- Directed by: Bret Carr
- Written by: Bret Carr; Quinn Redeker; Mary Shashy;
- Produced by: Bret Carr; Noah Berlow; Alice Shashy; Mary Helen Shashy; Michael Kastenbaum;
- Starring: Bret Carr; Burt Young; Ernest Mingione; Jon Jacobs; Kumar Pallana;
- Edited by: Noah Berlow Bret Carr;
- Music by: Bill Conti; Ashly Irwin; Dan Newman;
- Release date: 2006;
- Country: United States
- Language: English

= RevoLOUtion: The Transformation of Lou Benedetti =

RevoLOUtion: The Transformation of Lou Benedetti, also known as Revoloution, is a fictional dramedy co-written by Deer Hunter writer Quinn Redeker, with a theme by Rocky composer Bill Conti.

Directed, co-written by and starring Bret Carr, the film also features Burt Young, Starla Benford, Ernest Mingione, Freedom Williams, Suzanne Didonna, Jon Jacobs and Kumar Pallana. The film was produced by, Noah Berlow, Quinn Redeker, David Hausen, Helen Shashy, and Stephen Polk.

==Plot==
RevoLOUtion is the fictional story of Lou, a stuttering ex-boxer who can only speak normally when starting trouble protecting the Brooklyn neighborhood in which he lives. Lou transforms from violent, extreme stutterer into a great, powerful communicator.

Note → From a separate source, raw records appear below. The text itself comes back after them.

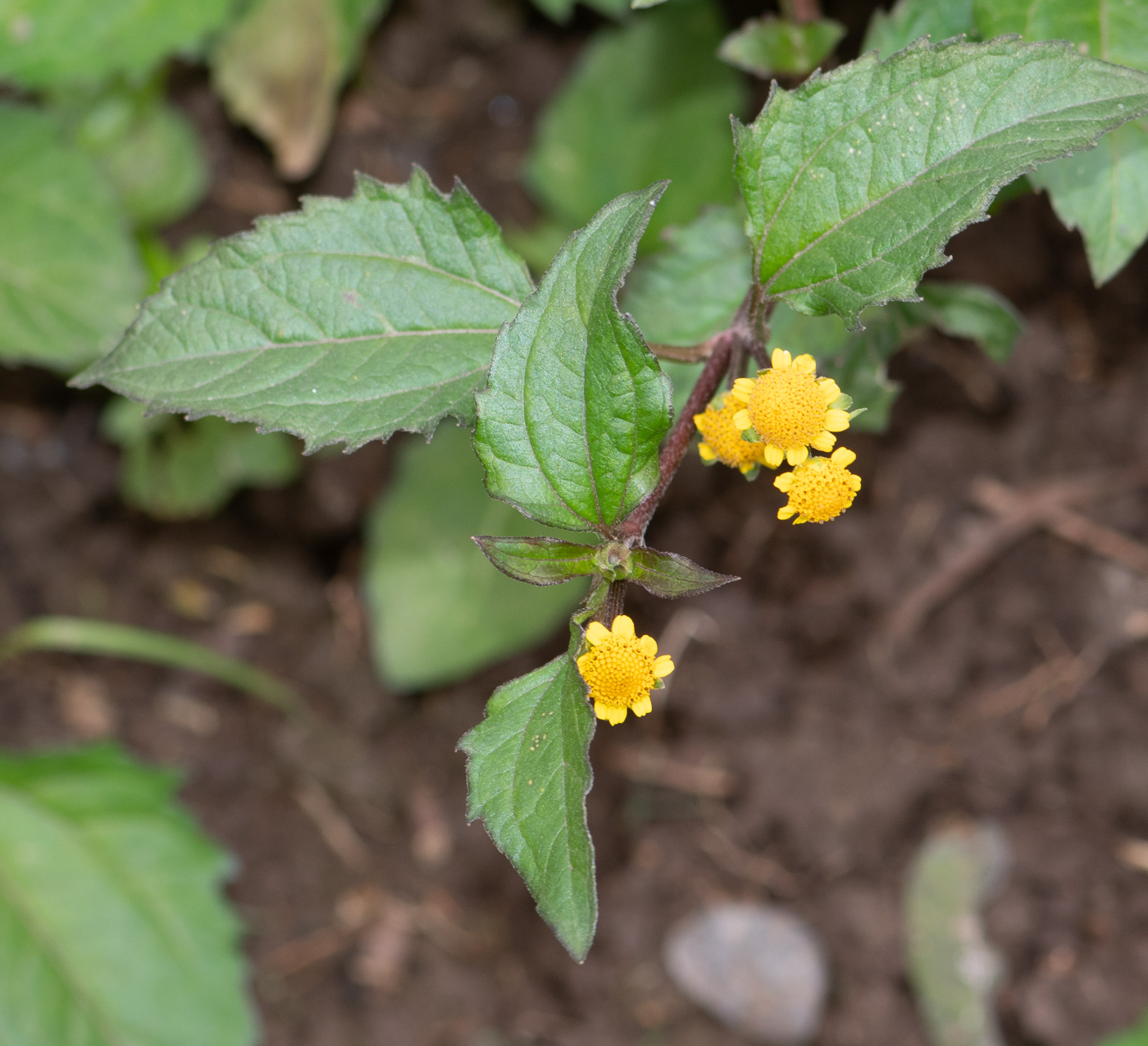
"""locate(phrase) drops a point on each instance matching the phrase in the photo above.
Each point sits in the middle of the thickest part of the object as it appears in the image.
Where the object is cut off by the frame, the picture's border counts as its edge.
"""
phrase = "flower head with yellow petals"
(820, 489)
(721, 440)
(790, 409)
(622, 669)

==Production and release==
Carr shot additional scenes for the film every to two years since 1996, and having been rejected 5 years in a row from major film festivals, he eventually won or was nominated for Jury Prize and/or special distinctions at 14 of the top festivals such as Best Picture at Malibu Film Festival, Best Picture at San Francisco World Film Festival, Jury Prize Nomination at Slamdance Film Festival and others.

Quoting from Awareness Magazine, "the viewer so identifies with Carr's Oscar Caliber performance, that they are taken on a near death psychological journey with "Lou", and come out having had their own awakening."

Intent on reaching a wider audience, Vividas, the technology partners behind the documentary The Secret made RevoLOUtion their first dramatic film to be streamed online.